Huntington's disease (HD) is an inherited neurodegenerative disorder which is characterised by a triad of highly debilitating motor, cognitive, and psychiatric symptoms. While cell death occurs in many brain regions, GABAergic medium spiny neurons (MSNs) in the striatum experience preferential and extensive degeneration. Unlike most neurodegenerative disorders, HD is caused by a single genetic mutation resulting in a CAG repeat expansion and the production of a mutant Huntingtin protein (mHTT). Despite identifying the mutation causative of HD in 1993, there are currently no disease-modifying treatments for HD. One potential strategy for the treatment of HD is the development of cell-based therapies. Cell-based therapies aim to restore neuronal circuitry and function by replacing lost neurons, as well as providing neurotropic support to prevent further degeneration. In order to successfully restore basal ganglia functioning in HD, cell-based therapies would need to reconstitute the complex signalling network disrupted by extensive MSN degeneration. This chapter will discuss the potential use of foetal tissue grafts, pluripotent stem cells, neural stem cells, and somatic cell reprogramming to develop cell-based therapies for treating HD.

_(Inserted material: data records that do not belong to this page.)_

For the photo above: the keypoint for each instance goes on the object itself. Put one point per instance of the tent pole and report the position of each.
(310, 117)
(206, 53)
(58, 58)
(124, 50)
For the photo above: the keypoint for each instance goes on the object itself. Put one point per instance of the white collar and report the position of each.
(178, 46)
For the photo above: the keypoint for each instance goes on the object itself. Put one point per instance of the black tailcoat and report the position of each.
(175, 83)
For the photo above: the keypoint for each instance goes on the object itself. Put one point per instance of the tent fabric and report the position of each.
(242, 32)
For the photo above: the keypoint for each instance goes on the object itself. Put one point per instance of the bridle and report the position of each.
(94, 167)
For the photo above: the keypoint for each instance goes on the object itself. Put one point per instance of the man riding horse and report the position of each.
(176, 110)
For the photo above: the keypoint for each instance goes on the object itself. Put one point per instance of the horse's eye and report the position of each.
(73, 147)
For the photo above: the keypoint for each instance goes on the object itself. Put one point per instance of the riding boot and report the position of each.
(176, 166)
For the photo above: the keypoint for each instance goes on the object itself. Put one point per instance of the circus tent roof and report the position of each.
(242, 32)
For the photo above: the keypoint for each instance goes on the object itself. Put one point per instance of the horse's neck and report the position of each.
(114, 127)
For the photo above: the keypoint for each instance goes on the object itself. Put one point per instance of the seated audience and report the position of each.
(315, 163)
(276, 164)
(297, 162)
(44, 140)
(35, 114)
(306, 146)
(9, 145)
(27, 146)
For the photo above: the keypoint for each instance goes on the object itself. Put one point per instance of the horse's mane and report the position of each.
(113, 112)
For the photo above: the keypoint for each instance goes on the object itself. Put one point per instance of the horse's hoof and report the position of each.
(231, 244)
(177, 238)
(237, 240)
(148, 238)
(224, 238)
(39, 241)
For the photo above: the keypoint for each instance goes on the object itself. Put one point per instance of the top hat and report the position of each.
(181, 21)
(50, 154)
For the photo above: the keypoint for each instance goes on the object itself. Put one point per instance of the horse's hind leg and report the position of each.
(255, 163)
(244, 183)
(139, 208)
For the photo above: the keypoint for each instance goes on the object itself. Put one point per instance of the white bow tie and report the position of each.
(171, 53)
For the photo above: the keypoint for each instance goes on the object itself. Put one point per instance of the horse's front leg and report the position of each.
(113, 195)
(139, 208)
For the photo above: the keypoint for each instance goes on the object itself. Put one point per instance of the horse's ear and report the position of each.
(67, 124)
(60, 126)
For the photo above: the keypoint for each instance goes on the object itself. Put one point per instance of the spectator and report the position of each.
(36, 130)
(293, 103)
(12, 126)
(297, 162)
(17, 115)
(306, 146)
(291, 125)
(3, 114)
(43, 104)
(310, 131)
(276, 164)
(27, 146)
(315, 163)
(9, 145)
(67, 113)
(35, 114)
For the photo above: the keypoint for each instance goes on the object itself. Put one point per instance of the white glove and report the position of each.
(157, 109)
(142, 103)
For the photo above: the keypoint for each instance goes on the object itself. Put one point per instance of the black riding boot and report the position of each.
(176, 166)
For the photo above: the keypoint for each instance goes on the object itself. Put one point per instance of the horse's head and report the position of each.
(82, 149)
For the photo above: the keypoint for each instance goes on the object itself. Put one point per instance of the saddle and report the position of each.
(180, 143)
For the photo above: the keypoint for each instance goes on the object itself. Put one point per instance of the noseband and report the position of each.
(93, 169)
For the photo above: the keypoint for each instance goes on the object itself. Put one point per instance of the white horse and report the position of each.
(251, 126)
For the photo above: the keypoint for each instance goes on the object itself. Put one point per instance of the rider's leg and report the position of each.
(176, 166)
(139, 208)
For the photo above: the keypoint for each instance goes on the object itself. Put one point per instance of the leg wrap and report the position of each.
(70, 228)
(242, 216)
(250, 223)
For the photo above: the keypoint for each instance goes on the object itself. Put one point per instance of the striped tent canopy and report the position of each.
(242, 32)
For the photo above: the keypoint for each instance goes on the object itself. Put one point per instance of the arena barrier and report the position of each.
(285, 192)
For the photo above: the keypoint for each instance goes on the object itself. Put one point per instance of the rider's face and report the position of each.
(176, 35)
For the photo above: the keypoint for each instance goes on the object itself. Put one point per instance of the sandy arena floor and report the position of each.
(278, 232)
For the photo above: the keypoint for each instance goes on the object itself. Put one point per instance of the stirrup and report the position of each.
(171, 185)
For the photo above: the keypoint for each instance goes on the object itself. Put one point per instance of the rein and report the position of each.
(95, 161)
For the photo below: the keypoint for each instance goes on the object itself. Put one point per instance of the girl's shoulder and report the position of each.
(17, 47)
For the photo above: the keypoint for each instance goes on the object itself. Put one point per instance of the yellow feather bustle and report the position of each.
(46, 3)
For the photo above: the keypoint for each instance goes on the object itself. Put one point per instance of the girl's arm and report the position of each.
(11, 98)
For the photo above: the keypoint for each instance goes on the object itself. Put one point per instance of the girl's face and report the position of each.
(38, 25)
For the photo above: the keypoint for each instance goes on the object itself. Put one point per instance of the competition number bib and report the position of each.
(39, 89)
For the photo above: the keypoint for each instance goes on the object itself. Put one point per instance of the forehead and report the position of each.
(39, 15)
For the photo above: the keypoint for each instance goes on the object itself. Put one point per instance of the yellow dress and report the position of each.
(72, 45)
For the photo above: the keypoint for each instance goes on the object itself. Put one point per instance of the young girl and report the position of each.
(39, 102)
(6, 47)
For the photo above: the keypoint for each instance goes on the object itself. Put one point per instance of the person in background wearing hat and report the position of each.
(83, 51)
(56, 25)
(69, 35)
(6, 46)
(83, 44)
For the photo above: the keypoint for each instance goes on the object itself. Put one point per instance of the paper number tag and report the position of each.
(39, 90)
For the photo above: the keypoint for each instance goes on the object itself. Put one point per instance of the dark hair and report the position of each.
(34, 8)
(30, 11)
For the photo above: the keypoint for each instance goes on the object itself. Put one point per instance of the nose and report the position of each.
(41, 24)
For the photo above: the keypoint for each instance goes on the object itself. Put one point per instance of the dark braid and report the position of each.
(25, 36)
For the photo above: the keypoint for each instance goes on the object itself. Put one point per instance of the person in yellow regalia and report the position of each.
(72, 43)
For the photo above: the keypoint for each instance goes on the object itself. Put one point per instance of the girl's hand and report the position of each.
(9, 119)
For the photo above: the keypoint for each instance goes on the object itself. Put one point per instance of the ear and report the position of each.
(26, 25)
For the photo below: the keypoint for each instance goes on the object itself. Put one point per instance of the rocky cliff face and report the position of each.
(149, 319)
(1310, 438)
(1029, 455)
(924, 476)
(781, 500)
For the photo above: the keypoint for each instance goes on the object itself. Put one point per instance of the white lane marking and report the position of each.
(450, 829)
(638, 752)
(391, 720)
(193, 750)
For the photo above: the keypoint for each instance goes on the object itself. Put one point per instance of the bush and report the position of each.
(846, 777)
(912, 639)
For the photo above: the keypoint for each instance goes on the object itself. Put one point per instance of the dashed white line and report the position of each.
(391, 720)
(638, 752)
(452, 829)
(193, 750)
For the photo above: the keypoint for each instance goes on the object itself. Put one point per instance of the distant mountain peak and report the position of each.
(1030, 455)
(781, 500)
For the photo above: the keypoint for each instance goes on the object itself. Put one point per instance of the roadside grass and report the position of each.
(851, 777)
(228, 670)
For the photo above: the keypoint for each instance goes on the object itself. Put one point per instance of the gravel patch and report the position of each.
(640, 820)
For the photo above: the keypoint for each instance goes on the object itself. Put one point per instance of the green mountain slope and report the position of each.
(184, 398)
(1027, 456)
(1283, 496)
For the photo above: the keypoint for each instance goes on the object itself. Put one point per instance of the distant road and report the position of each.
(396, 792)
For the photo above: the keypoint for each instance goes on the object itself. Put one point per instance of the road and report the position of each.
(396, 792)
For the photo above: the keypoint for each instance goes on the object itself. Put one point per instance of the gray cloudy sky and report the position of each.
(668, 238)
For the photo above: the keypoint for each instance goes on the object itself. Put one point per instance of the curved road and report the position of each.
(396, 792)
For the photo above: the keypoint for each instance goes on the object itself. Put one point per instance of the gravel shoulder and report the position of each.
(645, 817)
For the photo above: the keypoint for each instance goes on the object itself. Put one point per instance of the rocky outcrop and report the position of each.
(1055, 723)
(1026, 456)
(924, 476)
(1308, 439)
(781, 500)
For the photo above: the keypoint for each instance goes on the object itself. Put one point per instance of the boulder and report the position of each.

亨廷顿病(HD)是一种遗传性神经退行性疾病,其特征是严重致残的运动、认知和精神症状三联征。虽然细胞死亡发生在许多脑区,但纹状体中的 GABA 能中间神经元(MSNs)经历优先和广泛的退化。与大多数神经退行性疾病不同,HD 是由单个基因突变引起的,导致 CAG 重复扩展和产生突变亨廷顿蛋白(mHTT)。尽管 1993 年已经确定了导致 HD 的突变,但目前尚无针对 HD 的疾病修饰治疗方法。HD 治疗的一种潜在策略是开发基于细胞的疗法。基于细胞的疗法旨在通过替换丢失的神经元以及提供神经营养支持来防止进一步退化,从而恢复神经元回路和功能。为了成功恢复 HD 中的基底神经节功能,基于细胞的疗法需要重建由 MSN 广泛退化破坏的复杂信号网络。本章将讨论使用胎儿组织移植物、多能干细胞、神经干细胞和体细胞重编程来开发治疗 HD 的基于细胞的疗法的潜力。